This procedure results in a continuous series that is normalized to [0, 100] over the global maximum by Google Trends itself. For monthly data, one request per key is sufficient.
This idea naturally extends to multivariate series of up to n queries, limited only by what GT allows you to pull.
Usage
For example, we would like to get the daily search volume for 'food' in the U.S. from 2014-09-13 to 2019-06-13::
import datetime as dt
from gsvi.connection import GoogleConnection
from gsvi.timeseries import SVSeries
# series start and end
start = dt.datetime(year=2014, month=9, day=13)

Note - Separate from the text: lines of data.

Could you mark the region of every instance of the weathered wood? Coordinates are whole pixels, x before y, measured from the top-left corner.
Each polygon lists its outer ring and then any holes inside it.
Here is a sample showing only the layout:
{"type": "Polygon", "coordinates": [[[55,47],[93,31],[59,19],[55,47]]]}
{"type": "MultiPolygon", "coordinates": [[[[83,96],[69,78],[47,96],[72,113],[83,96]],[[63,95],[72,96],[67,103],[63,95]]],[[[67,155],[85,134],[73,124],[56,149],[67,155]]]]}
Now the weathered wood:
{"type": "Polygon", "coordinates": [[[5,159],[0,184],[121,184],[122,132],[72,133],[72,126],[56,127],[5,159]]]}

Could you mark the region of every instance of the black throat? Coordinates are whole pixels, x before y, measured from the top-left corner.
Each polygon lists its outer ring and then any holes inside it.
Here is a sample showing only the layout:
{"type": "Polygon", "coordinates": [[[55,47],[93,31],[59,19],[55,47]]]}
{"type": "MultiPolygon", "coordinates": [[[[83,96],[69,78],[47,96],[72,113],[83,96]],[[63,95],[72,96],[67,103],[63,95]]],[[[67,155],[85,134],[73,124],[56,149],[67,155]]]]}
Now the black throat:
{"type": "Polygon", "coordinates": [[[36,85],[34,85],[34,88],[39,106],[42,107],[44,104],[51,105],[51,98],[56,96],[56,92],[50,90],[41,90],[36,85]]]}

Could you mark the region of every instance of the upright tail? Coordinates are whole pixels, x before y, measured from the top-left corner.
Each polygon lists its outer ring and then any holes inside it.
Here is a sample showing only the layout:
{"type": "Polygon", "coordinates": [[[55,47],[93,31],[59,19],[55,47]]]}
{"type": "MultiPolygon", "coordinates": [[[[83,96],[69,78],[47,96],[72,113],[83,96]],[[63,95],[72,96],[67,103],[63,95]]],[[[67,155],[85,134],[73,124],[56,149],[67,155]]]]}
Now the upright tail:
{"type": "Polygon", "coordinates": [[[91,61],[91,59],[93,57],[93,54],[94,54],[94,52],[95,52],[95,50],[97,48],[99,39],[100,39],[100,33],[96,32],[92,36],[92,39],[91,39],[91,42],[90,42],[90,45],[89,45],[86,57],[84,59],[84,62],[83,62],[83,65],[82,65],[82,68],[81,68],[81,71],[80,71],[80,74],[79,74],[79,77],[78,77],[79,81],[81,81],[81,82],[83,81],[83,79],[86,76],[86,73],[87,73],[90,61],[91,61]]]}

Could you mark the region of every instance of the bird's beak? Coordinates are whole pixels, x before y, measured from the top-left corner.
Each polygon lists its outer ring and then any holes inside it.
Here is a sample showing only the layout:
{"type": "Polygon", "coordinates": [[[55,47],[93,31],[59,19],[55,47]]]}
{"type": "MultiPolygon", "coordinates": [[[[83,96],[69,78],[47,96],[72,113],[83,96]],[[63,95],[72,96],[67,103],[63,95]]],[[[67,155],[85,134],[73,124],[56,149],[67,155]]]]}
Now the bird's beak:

end = dt.datetime(year=2019, month=6, day=13)
# make connection to Google Trends and inject connection into the request structure
connection = GoogleConnection()
series = SVSeries.univariate(connection=connection,
query={'key': 'food', 'geo': 'US'},
start=start, end=end, granularity='DAY'
)
ts = series.get_data()
Or, what about the monthly volume of car brand searches in Germany from 2004 to June 2019::
import datetime as dt
from gsvi.connection import GoogleConnection
from gsvi.timeseries import SVSeries
# series start and end
start = dt.datetime(year=2014, month=9, day=13)
end = dt.datetime(year=2019, month=6, day=13)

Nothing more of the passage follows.